TV18 has done an extra-ordinary job. That’s reflected in their market share. In terms of viewership, they’ve never been stronger. If you look at the success of the English language product and the Hindi language product, it’s been a spectacular success story. I couldn’t be more pleased.

What are we likely to see in the next few years, considering the competition here? Will there be a need to refresh the product to make it younger?
I think from the content point of view, there’s a common denominator that will stand the test of time. It is about the inherent conflict of business – someone wants to buy something, someone wants to sell something - this is played out on CNBC in English and Hindi and that continues to be essential going forward. I’m convinced this will help us be a dominant player in this space. I've studied the content, I’ve studied the power of our brand in context of how TV18 has approached the content. I’m very pleased that we’re with them because I wouldn’t want to compete with them.

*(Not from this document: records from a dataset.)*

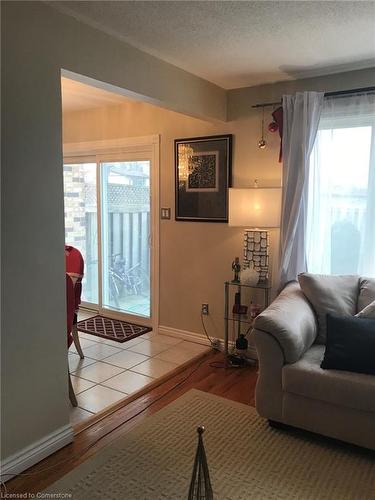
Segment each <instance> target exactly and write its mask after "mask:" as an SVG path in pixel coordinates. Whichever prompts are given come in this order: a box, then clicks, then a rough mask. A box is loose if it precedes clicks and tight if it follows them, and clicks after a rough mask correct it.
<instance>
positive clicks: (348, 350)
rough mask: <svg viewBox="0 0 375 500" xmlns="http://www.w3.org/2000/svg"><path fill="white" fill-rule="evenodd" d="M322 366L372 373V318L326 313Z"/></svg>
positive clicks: (372, 330) (371, 373)
mask: <svg viewBox="0 0 375 500" xmlns="http://www.w3.org/2000/svg"><path fill="white" fill-rule="evenodd" d="M321 367H322V368H323V369H325V370H330V369H336V370H348V371H350V372H358V373H371V374H372V375H375V319H368V318H356V317H352V318H341V317H340V316H333V315H331V314H328V316H327V342H326V350H325V353H324V359H323V361H322V364H321Z"/></svg>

Who do you see as competition here?
I think everybody is. There’s competition around every corner and that emboldens an organisation like TV18...they are stronger for it. But there’s a lot of technology as a competitor. And it's about making sure you're up-to-date on what the viewer wants and what the advertiser wants. So it is about keeping one's eye on the ball and another on what's essential.

Are you happy with the advertising yields you’re getting?
I think here and around the world, the decision to opt for quality over quantity - which is the affluent, well-educated viewer - has year after year, proven to be the right strategy. I'll give you an example of CNBC in the US when I got there a few years ago. It was over-bought in a way that the audience profile didn't show it to be an investor friendly channel nor a luxury channel or a business channel – it was a mish-mash. A combination of all of that and then we slowly began narrowing the focus on the content on the investor, focusing on the biggest news stories of the day. And keeping the eye on the high-end viewer or user has put us in a position to deliver such audiences to advertisers. And that’s an audience that is very difficult to aggregate...

Will you focus here in India, because India also has the same issues that you discussed...
I think that’s been a real benefit for TV18, they’ve performed well and that’s the way CNBC across the world wants to be popular. That doesn’t mean we have to be populist. I think that particularly in cable television, narrower and deeper is the way to be effective, than broader and shallower. The focussed content of TV18 and the depth of their knowledge and business journalists is the best in the country.